I have to use these for grinding up pills for our horse from time to time. Stone, though...and I can't imagine wood being hard enough. Not saying you can't, just saying that there is a lot of force you have to used for many pills, and I can't see wood (just about any) not denting (and therefore leaving traces of the pills in the wood)...which may not be great for some meds.

Reactions: Agree 1


----------



## elnino (Apr 7, 2015)

i made one out of verawood(fake lignum) worked okay but didn't really mash stuff that great but i'm use to using stone based ones. i was using it in a really big shallow ulu tray i made. Maybe that was the issue.


----------



## NYWoodturner (Apr 7, 2015)

I made one by special request for a woman who cooks a lot. She said they use them almost daily in Spanish / Peruvian cuisine to bring up herbs and garlic in oils and such. She called the Pilons (Probably screwed up the spelling) She said they buy them made out of cheap whitewood and have to replace them at least monthly because they would split. I made her one out of genuine lignum that she gladly paid a pretty handsome price for. She has had in in use for over 3 years now and says its just like brand new.

Reactions: Like 1


----------



## EastmansWoodturning (Apr 7, 2015)

Corian would be another option

Reactions: Agree 1


----------



## Molokai (Apr 7, 2015)

Texas ebony, olive wood


----------



## ripjack13 (Apr 7, 2015)

What about truestone?

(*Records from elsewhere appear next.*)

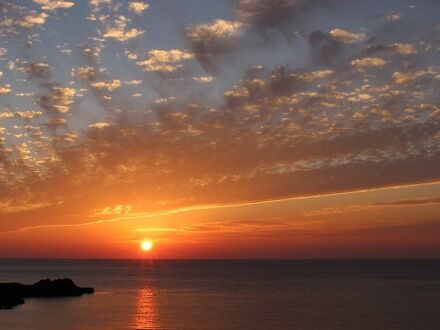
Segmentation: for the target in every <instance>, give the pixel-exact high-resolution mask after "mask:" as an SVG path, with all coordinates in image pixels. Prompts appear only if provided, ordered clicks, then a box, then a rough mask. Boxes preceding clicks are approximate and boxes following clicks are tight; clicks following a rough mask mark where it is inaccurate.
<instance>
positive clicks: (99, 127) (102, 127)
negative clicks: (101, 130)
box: [89, 123, 111, 129]
mask: <svg viewBox="0 0 440 330" xmlns="http://www.w3.org/2000/svg"><path fill="white" fill-rule="evenodd" d="M110 126H111V124H110V123H94V124H90V125H89V128H97V129H103V128H107V127H110Z"/></svg>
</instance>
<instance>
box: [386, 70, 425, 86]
mask: <svg viewBox="0 0 440 330" xmlns="http://www.w3.org/2000/svg"><path fill="white" fill-rule="evenodd" d="M427 73H428V71H426V70H417V71H412V72H402V71H396V72H394V73H393V76H392V80H393V82H395V83H396V84H400V85H404V84H408V83H410V82H413V81H415V80H417V79H419V78H420V77H423V76H425V75H426V74H427Z"/></svg>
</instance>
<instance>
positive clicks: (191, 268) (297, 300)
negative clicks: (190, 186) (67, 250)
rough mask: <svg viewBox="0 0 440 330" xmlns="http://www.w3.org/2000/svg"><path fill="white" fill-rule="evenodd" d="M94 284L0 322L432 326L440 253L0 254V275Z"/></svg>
mask: <svg viewBox="0 0 440 330" xmlns="http://www.w3.org/2000/svg"><path fill="white" fill-rule="evenodd" d="M63 277H70V278H72V279H73V280H74V281H75V282H76V283H77V284H78V285H80V286H93V287H95V289H96V293H95V294H94V295H91V296H87V295H86V296H83V297H80V298H58V299H27V300H26V304H24V305H22V306H19V307H17V308H15V309H13V310H10V311H0V329H63V330H69V329H185V330H191V329H200V330H211V329H326V330H331V329H417V330H423V329H436V330H437V329H440V260H419V261H411V260H407V261H397V260H395V261H154V262H147V261H102V260H101V261H72V260H59V261H48V260H0V282H10V281H18V282H22V283H33V282H35V281H37V280H39V279H41V278H63Z"/></svg>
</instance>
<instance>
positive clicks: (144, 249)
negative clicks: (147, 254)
mask: <svg viewBox="0 0 440 330" xmlns="http://www.w3.org/2000/svg"><path fill="white" fill-rule="evenodd" d="M152 248H153V242H151V241H148V240H145V241H142V242H141V249H142V250H143V251H151V249H152Z"/></svg>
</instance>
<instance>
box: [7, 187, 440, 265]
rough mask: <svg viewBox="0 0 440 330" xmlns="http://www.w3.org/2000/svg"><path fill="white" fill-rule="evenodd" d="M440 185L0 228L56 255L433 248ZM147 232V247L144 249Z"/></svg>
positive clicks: (352, 255)
mask: <svg viewBox="0 0 440 330" xmlns="http://www.w3.org/2000/svg"><path fill="white" fill-rule="evenodd" d="M439 194H440V183H433V184H420V185H415V186H406V187H394V188H386V189H380V190H373V191H363V192H351V193H344V194H334V195H324V196H316V197H308V198H302V199H287V200H281V201H265V202H262V203H258V204H248V205H246V204H244V205H218V206H203V207H200V209H199V210H197V209H195V210H189V211H182V210H175V211H172V212H168V211H167V212H164V213H163V214H160V213H158V214H156V215H151V214H140V213H134V212H130V211H124V212H122V213H120V212H119V211H115V210H116V209H124V206H120V207H114V208H113V209H112V210H111V211H115V212H114V214H108V215H106V216H96V215H90V217H89V218H88V219H84V221H83V222H82V223H77V224H74V225H71V226H66V225H63V224H62V223H59V224H54V221H55V220H57V217H54V219H50V218H48V219H46V222H47V223H48V224H47V225H37V226H29V227H22V228H16V229H13V230H12V231H11V232H6V233H2V234H0V235H1V239H0V251H1V256H2V257H54V258H59V257H69V258H335V257H338V258H339V257H340V258H356V257H381V258H385V257H438V256H439V253H438V252H439V248H440V243H439V242H438V235H439V234H440V225H439V224H438V221H437V219H438V217H439V215H440V213H439V212H440V208H439V204H440V199H439V198H438V197H437V196H439ZM126 209H127V210H128V207H126ZM108 213H111V212H110V211H108ZM118 213H119V214H118ZM39 226H41V227H39ZM144 239H148V240H151V241H152V242H153V243H154V248H153V250H152V251H150V252H147V253H146V252H143V251H141V250H140V248H139V244H140V242H141V241H142V240H144Z"/></svg>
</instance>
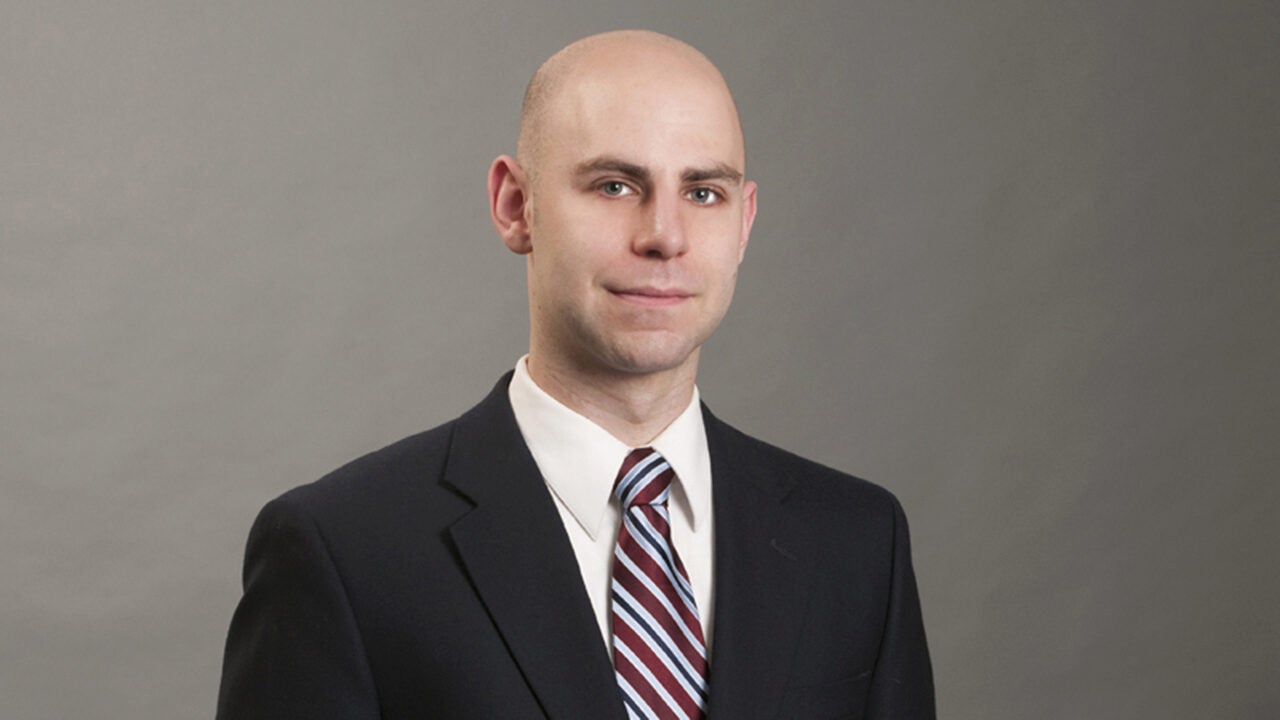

Is that hard enough?


----------



## ripjack13 (Apr 7, 2015)

http://www.beartoothwoods.com/catalog/index.php?cPath=22_110


----------



## NYWoodturner (Apr 7, 2015)

Had to leave for work this morning and didn't have time to take pics of the one I was talking about. There was no finish on this - just a buff with white diamond. The lignum is naturally oily so it shined up really well on its own. If you can find I would highly recommend Lignum Vitae. I also think the olive Tom suggested would do well.

Reactions: Like 2 | Way Cool 2


----------



## ripjack13 (Apr 7, 2015)

Nice!!!!


----------



## MikeMD (Apr 7, 2015)

Hey, you've got your pestle on a pedestal!

Reactions: Funny 2


----------



## El Guapo (Apr 7, 2015)

I would think that you could get away with a wooden pestle, but the mortar would probably need to be stone. I think wood would absorb too many flavored from the spices being ground. Just my thoughts.


----------



## michael dee (Apr 8, 2015)

El Guapo said:


> I would think that you could get away with a wooden pestle, but the mortar would probably need to be stone. I think wood would absorb too many flavored from the spices being ground. Just my thoughts.


I agree totally with what you said about using the wood but she wants me to try it, so I am going to give it a run.


NYWoodturner said:


> Had to leave for work this morning and didn't have time to take pics of the one I was talking about. There was no finish on this - just a buff with white diamond. The lignum is naturally oily so it shined up really well on its own. If you can find I would highly recommend Lignum Vitae. I also think the olive Tom suggested would do well.
> 
> View attachment 76027
> View attachment 76028


That is very cool , if I can find some lignum I will give that a try.I guess I will post in "want to buy " section. Thanks for all your help and comments.


----------



## duncsuss (Apr 13, 2015)

I think wood is fine for both mortar and pestle. If you use a beechwood mallet on the butt-end of a wooden chisel handle, you're basically doing the same thing. (Put your finger in between if you'd like to know how the items being crushed are going to feel about it )

Also, butcher-blocks and meat-tenderizing mallets do fine. If the wood needs oiling, I'd suggest mineral oil (a.k.a. butcher block oil).

Reactions: Agree 1


----------